Africanah

I’ve been reading Chimamanda Ngozi Adichie’s latest book entitled, Americanah. While reveling in the similar ways that I experienced America coming from Bermuda and the opposite cross-culture shock of experiencing Kenya I felt inspired to blog my own version which I will call Africanah.

This month marks two years of living in Kenya for me. They say that it takes at least two years to get over experiencing culture shock before one can truly begin to enjoy the new location. Like the opposite of Ifemelu in Adiche’s Americanah , I’ve gotten used to saying, “Sorry” to someone after they’ve tripped over a crack in the sidewalk or if something bad has happened to them. I’ve grown to understand that when someone doesn’t call you back it actually means, “No” but not wanting to disappoint you, the person would rather let you figure out the meaning of the subliminal silence on your own. If anyone wants to know by the way, I STILL GET DISAPOINTED!

I’ve also discovered that my English accent is what separates me in the eyes of Kenyans from being truly African but simultaneously grants me a privilege that I did not have living in my own country. “You have the right accent” someone once told me.
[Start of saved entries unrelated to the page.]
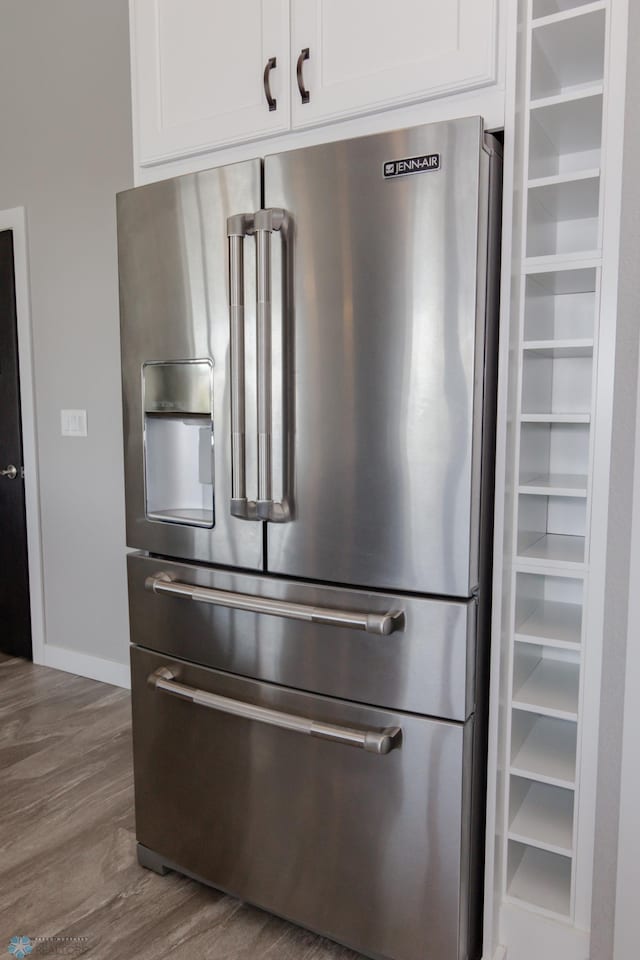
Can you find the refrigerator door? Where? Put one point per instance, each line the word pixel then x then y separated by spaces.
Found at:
pixel 385 288
pixel 268 794
pixel 174 309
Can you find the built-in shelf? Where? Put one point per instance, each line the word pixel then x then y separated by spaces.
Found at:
pixel 569 12
pixel 571 96
pixel 570 204
pixel 578 347
pixel 542 816
pixel 562 214
pixel 576 260
pixel 565 135
pixel 545 686
pixel 555 418
pixel 555 485
pixel 554 549
pixel 547 749
pixel 567 50
pixel 540 878
pixel 546 8
pixel 552 623
pixel 560 276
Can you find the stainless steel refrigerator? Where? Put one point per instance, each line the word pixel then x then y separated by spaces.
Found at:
pixel 308 355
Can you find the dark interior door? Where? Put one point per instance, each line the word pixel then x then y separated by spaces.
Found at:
pixel 15 619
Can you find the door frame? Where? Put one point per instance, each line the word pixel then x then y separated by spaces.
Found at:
pixel 15 220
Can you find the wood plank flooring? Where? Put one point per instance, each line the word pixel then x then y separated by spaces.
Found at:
pixel 68 866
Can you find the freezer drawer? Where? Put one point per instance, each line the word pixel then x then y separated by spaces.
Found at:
pixel 367 848
pixel 425 665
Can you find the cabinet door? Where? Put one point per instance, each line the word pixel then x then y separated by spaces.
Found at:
pixel 198 71
pixel 367 54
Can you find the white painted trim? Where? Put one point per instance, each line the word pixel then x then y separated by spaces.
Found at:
pixel 84 665
pixel 15 220
pixel 602 431
pixel 487 102
pixel 627 920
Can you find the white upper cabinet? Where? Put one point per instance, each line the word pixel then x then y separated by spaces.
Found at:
pixel 203 72
pixel 353 56
pixel 210 73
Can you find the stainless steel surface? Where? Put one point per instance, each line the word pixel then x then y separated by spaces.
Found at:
pixel 304 93
pixel 271 64
pixel 388 352
pixel 178 387
pixel 173 251
pixel 427 666
pixel 259 225
pixel 381 624
pixel 368 851
pixel 237 228
pixel 266 222
pixel 353 395
pixel 373 741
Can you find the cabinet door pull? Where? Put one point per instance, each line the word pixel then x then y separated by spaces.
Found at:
pixel 271 65
pixel 304 93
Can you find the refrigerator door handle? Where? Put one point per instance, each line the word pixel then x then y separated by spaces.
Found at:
pixel 374 741
pixel 266 222
pixel 238 227
pixel 381 624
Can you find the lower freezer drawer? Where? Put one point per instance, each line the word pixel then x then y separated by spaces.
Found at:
pixel 367 847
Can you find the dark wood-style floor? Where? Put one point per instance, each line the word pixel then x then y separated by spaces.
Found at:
pixel 67 845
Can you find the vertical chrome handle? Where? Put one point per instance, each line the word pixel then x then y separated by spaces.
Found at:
pixel 266 222
pixel 304 93
pixel 271 100
pixel 238 227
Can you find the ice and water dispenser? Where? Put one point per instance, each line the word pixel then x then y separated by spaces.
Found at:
pixel 178 441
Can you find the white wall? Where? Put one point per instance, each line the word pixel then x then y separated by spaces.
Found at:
pixel 620 587
pixel 65 149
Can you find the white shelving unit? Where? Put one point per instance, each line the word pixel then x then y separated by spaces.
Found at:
pixel 555 340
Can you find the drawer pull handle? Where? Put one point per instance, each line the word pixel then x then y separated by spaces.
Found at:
pixel 374 741
pixel 304 93
pixel 381 624
pixel 272 63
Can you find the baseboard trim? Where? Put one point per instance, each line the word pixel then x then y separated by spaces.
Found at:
pixel 84 665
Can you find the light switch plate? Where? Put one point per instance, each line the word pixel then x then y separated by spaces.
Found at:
pixel 73 423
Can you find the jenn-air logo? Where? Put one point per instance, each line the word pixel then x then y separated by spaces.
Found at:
pixel 400 168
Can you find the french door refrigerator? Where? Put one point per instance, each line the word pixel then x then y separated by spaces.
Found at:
pixel 308 354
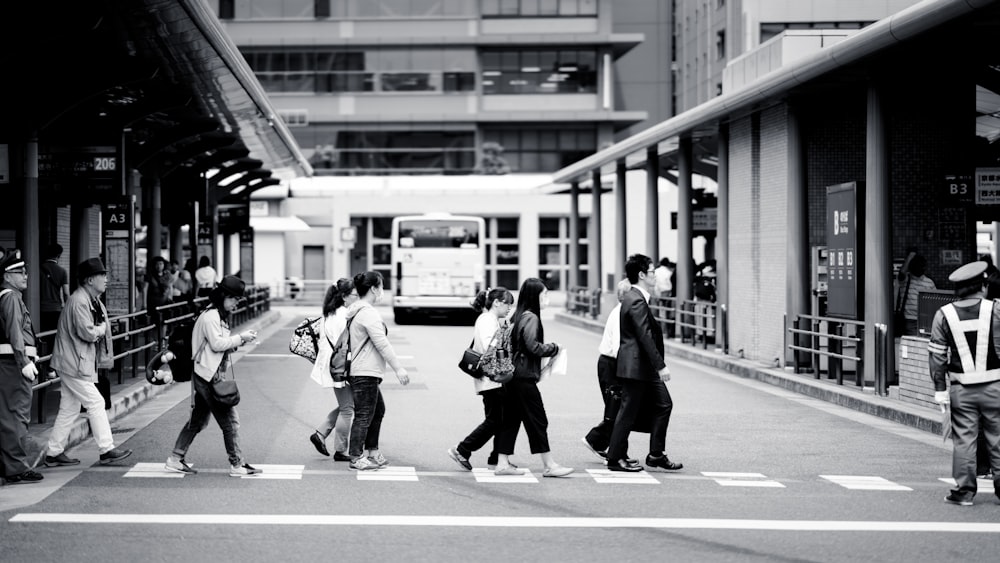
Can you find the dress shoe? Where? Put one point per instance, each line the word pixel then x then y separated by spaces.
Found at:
pixel 319 444
pixel 622 465
pixel 663 462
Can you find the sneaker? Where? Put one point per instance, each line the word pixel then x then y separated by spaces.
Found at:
pixel 955 498
pixel 113 455
pixel 28 476
pixel 603 454
pixel 557 471
pixel 60 460
pixel 459 459
pixel 179 466
pixel 243 470
pixel 364 464
pixel 317 441
pixel 378 459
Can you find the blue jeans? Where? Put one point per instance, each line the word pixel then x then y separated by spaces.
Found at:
pixel 369 409
pixel 204 405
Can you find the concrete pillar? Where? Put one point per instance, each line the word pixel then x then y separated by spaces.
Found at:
pixel 573 276
pixel 652 204
pixel 596 255
pixel 722 233
pixel 685 220
pixel 877 227
pixel 797 228
pixel 621 233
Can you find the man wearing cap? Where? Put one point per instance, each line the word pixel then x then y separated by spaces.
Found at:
pixel 970 361
pixel 17 371
pixel 83 345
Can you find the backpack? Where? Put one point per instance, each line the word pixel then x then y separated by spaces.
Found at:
pixel 496 363
pixel 179 342
pixel 305 338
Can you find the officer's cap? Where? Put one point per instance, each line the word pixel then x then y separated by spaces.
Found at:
pixel 969 274
pixel 11 260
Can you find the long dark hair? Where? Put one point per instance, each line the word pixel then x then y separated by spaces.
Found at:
pixel 484 299
pixel 336 294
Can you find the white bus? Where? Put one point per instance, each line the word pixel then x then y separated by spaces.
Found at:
pixel 438 264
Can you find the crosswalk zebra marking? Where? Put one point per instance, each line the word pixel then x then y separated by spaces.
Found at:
pixel 608 476
pixel 737 479
pixel 865 482
pixel 487 476
pixel 390 473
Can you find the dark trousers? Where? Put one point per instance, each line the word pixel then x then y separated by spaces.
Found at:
pixel 369 409
pixel 599 436
pixel 523 406
pixel 634 392
pixel 493 409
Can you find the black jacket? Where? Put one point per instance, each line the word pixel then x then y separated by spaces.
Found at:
pixel 529 347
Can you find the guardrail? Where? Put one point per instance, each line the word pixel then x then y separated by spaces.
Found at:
pixel 137 337
pixel 583 301
pixel 815 338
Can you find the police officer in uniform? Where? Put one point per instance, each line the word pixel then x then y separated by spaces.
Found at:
pixel 17 371
pixel 963 350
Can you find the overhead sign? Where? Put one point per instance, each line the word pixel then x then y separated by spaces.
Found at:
pixel 987 186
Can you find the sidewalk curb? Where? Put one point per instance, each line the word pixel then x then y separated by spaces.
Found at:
pixel 845 396
pixel 130 398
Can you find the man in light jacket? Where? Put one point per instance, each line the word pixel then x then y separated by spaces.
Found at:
pixel 82 346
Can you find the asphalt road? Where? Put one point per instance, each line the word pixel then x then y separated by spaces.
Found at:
pixel 768 476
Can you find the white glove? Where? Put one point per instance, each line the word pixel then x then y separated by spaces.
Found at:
pixel 30 371
pixel 665 374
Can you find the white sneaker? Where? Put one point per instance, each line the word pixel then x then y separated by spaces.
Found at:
pixel 243 470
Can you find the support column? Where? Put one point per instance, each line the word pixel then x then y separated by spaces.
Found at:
pixel 722 235
pixel 652 204
pixel 685 220
pixel 621 233
pixel 573 276
pixel 797 229
pixel 596 255
pixel 877 238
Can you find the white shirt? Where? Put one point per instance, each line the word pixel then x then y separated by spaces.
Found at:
pixel 612 333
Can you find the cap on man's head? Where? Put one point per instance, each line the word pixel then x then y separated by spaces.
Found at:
pixel 11 261
pixel 90 267
pixel 973 273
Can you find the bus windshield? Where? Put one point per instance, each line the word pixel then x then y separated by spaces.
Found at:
pixel 438 234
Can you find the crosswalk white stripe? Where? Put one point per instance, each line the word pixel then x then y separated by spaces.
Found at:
pixel 510 522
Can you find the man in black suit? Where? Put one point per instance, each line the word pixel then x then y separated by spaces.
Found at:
pixel 641 372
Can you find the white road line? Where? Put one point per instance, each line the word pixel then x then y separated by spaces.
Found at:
pixel 487 476
pixel 608 476
pixel 391 473
pixel 731 479
pixel 863 482
pixel 510 522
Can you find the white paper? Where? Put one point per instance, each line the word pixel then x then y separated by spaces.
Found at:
pixel 554 365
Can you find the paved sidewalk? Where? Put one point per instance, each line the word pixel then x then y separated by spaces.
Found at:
pixel 848 396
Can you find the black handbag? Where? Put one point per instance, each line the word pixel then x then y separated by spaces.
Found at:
pixel 470 361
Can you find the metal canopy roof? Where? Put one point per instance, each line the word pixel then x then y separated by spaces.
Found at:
pixel 870 40
pixel 162 73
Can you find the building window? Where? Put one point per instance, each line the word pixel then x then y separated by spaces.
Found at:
pixel 372 70
pixel 540 71
pixel 542 150
pixel 538 8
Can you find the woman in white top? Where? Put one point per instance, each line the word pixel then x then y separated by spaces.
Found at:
pixel 339 297
pixel 494 306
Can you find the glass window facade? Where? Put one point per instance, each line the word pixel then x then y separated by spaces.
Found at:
pixel 530 71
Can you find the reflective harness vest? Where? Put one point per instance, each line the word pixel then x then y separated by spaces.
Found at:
pixel 974 369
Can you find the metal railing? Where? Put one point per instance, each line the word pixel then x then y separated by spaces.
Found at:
pixel 815 339
pixel 138 336
pixel 583 301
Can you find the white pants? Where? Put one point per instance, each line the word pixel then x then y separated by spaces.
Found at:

I think back to the many times I called a business to make an inquiry back home in Bermuda and realized that the person on the other end could hear my slurred, Bermudian tongue and knew that I did not have “the right accent.”

In Kenya I have “good hair”- must be mixed with some muzungu. In Bermuda my hair is picky, knotty, can’t get a comb through it, needs a good conditioner, will only grow if you lock it.

From afar I look at Bermudian politics as a plethora of cloudy philosophies and repeated points in history rather than current happenings. I observe food programmes and religious charities as a mockery of developing nations. I prefer benevolent dictatorship to fascism disguised as democracy. I’ve decided that the tribalism in my own country may be more lethal than the tribalism expressed here in Kenya except that Bermudian tribalism is a slow-killing poison that will subdue and silence the lesser before it kills.

I’ve concluded that it will be at least 50 years before being a hippie, hipster or hobo is fashionable in Kenya. To be retro is now and to be postmodern is to be lost.

While I live trying to prove how African I really am; “We eat cassava and dance to Soca which sounds like Lingala or Luo Benga,” upscale Kenyans live trying to prove how Western they are; “We eat red jelly like the British do and only wear European-brand clothes.” The Africanah becomes caricatured into Shaka Zulu turned Kunta Kinte while the Kenyan caricatures him or herself into a bedazzled version of Queen Elizabeth.

I’ve come to embrace wide skies and yellow Acacia trees even though I miss palm trees- especially ones covered with Christmas lights. I am a real Africanah now. But somehow I feel like I always was.